Six novels have been shortlisted for the Arabic Booker 2014 prize. The shortlist was announced on Monday in Amman, Jordan. Highlights include Egypt's Ahmed Mourad, Syria's Khaled Khalifa, Iraqi authors Inaam Kashachi and Ahmed Saadawi, and Moroccan authors Youssef Fadel and Abdelrahim Lahbibi.
The Blue Elephant by Ahmed Mourad
After five years of self-imposed isolation, Doctor Yahya returns to work at the Abbasiya Psychiatric Hospital in Cairo, where there is a surprise in store for him. In ‘West 8’, the department in charge of determining the mental health of patients who have committed crimes, he meets an old friend who reminds him of a past he is desperately trying to forget. Suddenly finding his friend's fate in his hands, Yahya's life is turned upside down, with one shocking turn of events following another. What begins as an attempt to find out the true mental condition of his friend becomes an enthralling journey to discover himself, or what is left of him.

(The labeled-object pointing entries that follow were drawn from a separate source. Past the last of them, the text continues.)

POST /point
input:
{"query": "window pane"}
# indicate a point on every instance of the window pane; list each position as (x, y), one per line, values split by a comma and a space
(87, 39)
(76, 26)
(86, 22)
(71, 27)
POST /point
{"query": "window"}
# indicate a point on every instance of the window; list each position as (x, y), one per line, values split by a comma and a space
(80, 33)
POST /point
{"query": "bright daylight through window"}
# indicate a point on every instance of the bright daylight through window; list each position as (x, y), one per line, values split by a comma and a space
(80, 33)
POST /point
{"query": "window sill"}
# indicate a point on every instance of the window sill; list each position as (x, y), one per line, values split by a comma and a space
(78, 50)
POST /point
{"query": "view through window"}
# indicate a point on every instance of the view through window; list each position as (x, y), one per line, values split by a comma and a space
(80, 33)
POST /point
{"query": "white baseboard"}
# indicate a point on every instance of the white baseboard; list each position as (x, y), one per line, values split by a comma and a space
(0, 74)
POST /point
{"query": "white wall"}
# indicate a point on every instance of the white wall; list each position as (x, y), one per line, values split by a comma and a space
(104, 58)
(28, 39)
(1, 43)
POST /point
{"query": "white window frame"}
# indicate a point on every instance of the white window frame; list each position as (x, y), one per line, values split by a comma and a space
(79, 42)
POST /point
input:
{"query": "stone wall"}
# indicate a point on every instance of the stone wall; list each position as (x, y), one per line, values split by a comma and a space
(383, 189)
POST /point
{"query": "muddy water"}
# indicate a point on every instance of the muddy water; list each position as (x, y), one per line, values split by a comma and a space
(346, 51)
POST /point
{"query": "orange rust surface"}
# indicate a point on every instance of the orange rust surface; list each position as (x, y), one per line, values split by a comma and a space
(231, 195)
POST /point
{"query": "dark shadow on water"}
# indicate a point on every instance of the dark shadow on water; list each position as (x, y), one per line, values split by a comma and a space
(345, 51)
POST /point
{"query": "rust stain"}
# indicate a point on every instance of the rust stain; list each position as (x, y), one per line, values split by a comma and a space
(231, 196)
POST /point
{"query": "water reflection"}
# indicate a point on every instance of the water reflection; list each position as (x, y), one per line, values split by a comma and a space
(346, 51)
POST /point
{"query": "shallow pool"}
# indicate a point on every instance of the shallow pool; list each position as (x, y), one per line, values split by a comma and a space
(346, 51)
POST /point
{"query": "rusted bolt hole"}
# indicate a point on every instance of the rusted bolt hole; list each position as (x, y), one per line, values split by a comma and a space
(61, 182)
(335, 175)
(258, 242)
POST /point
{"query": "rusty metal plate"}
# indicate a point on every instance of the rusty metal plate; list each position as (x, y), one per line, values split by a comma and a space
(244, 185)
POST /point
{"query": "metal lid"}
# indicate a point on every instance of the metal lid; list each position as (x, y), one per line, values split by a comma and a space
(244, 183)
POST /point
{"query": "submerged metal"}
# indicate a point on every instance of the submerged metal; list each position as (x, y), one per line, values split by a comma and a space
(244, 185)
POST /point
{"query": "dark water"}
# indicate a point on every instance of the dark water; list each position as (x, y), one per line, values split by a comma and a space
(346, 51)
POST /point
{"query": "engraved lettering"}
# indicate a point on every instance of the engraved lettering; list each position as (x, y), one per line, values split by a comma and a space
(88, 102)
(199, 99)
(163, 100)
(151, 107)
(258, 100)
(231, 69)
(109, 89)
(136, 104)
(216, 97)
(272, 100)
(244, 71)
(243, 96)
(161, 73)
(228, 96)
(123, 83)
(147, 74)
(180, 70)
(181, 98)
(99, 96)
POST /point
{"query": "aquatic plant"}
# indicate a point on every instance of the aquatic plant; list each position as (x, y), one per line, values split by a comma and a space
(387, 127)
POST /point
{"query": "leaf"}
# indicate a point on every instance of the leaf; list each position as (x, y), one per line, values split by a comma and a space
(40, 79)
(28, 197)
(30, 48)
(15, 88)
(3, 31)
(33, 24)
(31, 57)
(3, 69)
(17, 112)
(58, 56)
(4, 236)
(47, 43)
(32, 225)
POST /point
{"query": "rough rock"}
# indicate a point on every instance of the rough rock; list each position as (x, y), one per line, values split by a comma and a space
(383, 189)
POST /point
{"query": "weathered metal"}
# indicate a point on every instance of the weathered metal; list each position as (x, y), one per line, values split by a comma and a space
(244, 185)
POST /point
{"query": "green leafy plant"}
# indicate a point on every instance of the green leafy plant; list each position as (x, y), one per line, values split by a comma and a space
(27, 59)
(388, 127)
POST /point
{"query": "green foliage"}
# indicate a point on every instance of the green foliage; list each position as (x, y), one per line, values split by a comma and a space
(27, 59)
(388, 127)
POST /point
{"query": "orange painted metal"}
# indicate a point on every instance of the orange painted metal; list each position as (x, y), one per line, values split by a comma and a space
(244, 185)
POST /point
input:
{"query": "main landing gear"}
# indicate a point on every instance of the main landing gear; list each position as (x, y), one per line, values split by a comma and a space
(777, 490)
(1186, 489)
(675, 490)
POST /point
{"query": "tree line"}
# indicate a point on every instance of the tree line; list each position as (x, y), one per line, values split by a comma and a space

Ahmed Mourad is an Egyptian writer, born in Cairo in 1978. He studied cinematography at the Higher Institute for Cinema in Cairo, graduating in 2001. His graduation films The Wanderers, Three Papers, and On the Seventh Day won prizes for short film at festivals in the UK, France and Ukraine. His first novel, Vertigo, appeared in 2007, before being translated into English, Italian and French and made into a television series broadcast in Ramadan 2012. In 2010, Mourad published his second novel Diamond Dust, which was translated into Italian, followed by The Blue Elephant, in October 2012.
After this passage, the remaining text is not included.